Regarding the alleged irregularities, the CHP also recalled that an amendment to the Election Law in 2010 stipulated that unsealed ballot papers were not valid, meaning that the Supreme Election Board (YSK) had flagrantly breached the law.
Tezcan also highlighted that the decision taken by the YSK during the voting process made it impossible to distinguish proper ballot papers from unsealed ones, increasing question marks over the referendum.
Along with the CHP, 700 citizens applied individually to the YSK for the annulment of the referendum, making a queue before the premises of the election watchdog.

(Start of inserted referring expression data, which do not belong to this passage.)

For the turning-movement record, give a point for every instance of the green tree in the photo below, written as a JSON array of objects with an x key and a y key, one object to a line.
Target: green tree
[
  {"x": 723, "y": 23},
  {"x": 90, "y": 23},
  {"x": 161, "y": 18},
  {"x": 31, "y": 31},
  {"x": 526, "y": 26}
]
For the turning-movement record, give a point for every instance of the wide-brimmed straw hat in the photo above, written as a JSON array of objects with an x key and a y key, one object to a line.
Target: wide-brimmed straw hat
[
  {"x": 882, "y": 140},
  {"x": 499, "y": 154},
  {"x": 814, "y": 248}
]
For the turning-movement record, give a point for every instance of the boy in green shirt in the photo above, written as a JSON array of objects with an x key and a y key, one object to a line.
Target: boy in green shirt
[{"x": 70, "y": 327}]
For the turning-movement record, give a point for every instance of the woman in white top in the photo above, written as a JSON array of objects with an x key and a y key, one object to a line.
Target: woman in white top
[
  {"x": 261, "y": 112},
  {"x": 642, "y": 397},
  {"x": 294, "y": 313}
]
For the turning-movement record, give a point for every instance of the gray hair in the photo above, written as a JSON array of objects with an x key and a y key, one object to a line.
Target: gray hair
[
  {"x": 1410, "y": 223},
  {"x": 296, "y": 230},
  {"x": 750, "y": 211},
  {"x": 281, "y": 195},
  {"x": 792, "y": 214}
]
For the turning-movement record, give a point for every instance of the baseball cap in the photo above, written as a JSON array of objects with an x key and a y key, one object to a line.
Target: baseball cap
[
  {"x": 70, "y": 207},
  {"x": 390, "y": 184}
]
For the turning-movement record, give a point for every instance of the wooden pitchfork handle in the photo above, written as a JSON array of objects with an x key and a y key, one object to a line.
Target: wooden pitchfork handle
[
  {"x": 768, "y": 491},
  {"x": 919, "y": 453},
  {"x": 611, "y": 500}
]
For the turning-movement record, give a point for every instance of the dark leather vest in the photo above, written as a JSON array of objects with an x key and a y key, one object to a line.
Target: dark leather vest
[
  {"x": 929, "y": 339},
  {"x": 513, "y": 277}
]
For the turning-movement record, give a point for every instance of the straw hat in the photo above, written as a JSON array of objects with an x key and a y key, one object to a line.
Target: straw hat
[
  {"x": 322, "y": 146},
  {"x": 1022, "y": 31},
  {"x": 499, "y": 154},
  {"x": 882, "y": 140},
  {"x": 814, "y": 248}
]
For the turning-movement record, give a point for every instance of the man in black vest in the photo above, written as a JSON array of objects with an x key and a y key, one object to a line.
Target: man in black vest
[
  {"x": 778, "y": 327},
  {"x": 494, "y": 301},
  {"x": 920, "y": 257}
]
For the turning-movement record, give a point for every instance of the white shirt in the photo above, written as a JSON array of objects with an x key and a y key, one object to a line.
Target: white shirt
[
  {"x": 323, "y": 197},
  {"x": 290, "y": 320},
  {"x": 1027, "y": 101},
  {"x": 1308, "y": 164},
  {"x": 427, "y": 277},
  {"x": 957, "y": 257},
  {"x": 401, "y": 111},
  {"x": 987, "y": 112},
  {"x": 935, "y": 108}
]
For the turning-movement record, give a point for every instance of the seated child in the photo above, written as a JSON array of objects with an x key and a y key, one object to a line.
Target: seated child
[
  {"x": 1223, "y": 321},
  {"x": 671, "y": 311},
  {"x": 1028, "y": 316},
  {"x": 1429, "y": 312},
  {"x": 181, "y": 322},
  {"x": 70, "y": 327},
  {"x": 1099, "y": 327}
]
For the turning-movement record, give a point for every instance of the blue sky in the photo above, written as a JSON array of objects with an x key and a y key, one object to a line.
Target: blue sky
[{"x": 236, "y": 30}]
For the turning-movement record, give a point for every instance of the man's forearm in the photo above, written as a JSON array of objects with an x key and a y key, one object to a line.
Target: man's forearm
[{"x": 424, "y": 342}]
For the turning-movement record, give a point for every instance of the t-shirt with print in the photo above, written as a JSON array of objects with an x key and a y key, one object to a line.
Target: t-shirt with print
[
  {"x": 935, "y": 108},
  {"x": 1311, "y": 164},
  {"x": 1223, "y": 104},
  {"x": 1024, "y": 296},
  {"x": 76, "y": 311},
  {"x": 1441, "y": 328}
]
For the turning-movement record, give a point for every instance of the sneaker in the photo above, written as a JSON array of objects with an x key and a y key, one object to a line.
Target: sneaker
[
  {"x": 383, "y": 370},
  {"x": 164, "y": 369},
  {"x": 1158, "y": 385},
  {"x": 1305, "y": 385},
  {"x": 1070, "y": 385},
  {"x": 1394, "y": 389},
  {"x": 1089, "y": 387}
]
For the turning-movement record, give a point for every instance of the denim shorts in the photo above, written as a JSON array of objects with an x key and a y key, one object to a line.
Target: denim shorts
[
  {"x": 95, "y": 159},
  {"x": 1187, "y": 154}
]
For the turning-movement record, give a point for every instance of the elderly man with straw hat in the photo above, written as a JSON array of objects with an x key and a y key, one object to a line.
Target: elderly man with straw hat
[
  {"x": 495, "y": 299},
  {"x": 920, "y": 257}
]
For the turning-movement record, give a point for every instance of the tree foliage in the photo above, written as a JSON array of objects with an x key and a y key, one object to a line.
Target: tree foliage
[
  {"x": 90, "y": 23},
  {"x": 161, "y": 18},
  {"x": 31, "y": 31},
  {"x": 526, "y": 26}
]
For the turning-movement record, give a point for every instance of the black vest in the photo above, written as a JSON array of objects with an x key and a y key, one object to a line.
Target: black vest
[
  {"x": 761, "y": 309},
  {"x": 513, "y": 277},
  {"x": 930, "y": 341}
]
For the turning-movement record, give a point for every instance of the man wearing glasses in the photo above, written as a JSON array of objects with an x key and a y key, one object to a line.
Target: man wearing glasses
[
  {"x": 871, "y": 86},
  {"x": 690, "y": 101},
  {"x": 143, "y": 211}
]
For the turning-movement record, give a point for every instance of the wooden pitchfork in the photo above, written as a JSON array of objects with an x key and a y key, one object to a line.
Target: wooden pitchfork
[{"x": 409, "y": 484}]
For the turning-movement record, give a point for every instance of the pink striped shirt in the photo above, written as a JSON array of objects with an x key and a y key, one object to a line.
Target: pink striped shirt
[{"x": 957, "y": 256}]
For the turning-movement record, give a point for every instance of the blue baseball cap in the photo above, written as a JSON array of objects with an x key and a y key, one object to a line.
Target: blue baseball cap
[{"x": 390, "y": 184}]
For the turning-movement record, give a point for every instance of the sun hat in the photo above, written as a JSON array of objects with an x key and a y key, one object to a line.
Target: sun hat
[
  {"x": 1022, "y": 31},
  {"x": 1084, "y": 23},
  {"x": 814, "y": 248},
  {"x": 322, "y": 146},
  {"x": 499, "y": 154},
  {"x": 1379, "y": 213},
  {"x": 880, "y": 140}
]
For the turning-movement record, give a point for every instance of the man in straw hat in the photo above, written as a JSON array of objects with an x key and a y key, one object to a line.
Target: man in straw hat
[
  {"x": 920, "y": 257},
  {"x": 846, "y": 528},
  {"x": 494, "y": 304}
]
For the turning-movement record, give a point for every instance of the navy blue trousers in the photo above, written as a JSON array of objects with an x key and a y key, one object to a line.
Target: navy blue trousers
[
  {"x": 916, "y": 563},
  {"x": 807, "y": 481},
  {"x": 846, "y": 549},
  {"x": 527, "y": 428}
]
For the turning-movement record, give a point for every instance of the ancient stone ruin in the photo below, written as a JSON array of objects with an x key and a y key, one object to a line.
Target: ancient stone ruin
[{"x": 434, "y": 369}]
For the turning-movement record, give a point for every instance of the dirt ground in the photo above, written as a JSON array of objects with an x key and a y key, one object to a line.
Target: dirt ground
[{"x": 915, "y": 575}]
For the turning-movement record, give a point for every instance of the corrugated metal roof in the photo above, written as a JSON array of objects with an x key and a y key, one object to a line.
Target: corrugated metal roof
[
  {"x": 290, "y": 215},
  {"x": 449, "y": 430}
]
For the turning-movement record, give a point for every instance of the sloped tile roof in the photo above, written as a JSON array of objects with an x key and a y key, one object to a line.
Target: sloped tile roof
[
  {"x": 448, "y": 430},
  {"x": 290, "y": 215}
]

The YSK did not comment on the CHP’s appeal for the annulment but President of the YSK Sadi Güven, had earlier defended their decision on the grounds that they had counted unsealed ballot papers in previous elections in the late 1990s and early 2000s. But he did not mention the amendment on the law in 2010.
CHP leader Kemal Kılıçdaroğlu hit out at the YSK and judges who issued the controversial decision in his first parliamentary address after the referendum, accusing them of “manipulating the referendum results.”
“If you are making decisions in accordance with the political will that appointed you to that post, take those judicial robes of yours off and leave that institution,” Kılıçdaroğlu said, arguing that the referendum results did not reflect the national will.
“We cast a ballot with our conscience and our morals, and we said ‘no’ with more than 50 percent of the votes at the ballot box,” he said.
Similarly, the Peoples’ Democratic Party (HDP), which also campaigned for the “no” side in the referendum, slammed the YSK and called the polls questionable.
HDP spokesperson and Şanlıurfa MP Osman Baydemir said the YSK refused to accept unstamped votes as valid in 2014 in the Güroymak district of the eastern province of Bitlis, thus paving way for the elections to be rerun.
“I’m making an open call from here. If you don’t adopt the same ‘invalidity’ decision that you made in 2014 for nearly 2.5 million votes [in the referendum], then you are not a referee, but a party,” Baydemir said at his party’s parliamentary group meeting in Ankara on April 18, adding that the local affiliate of the Democratic Regions Party (BDP) won in Güroymak in 2014 despite the ruling Justice and Development Party’s (AKP) objections.
The YSK decision to accept unstamped ballot papers “unless it can be proved that they were brought from outside the voting room” sparked a major debate on the results of the referendum, in which the “yes” campaign emerged as the winner with 51.4 percent of the votes. Describing the referendum results as “questionable,” Baydemir said the YSK’s acceptance of the unstamped ballot papers was a “blow to the elections.” During his speech, Baydemir also said the struggle for “no” was beginning once again.
However, the AKP and the Nationalist Movement Party (MHP), the two main sponsors of the “yes” camp said the results announced by the YSK were legitimate and final and that the opposition should not try to cast a shadow on it.
Prime Minister Binali Yıldırım expressed his belief in the accuracy of the referendum results in an address to his AKP group on April 18.
“We as politicians must be able to say new things. It’s time to update ourselves,” Yıldırım said, calling on the opposition to cease efforts to cast a shadow on the legitimacy of the referendum. “Everybody, particularly the main opposition party, has to respect the results,” he added.
MHP leader Devlet Bahçeli also underlined that the referendum results were legitimate and that the Turkish people made a sound decision about their future, saying, “The YSK made satisfactory statements about the claims.”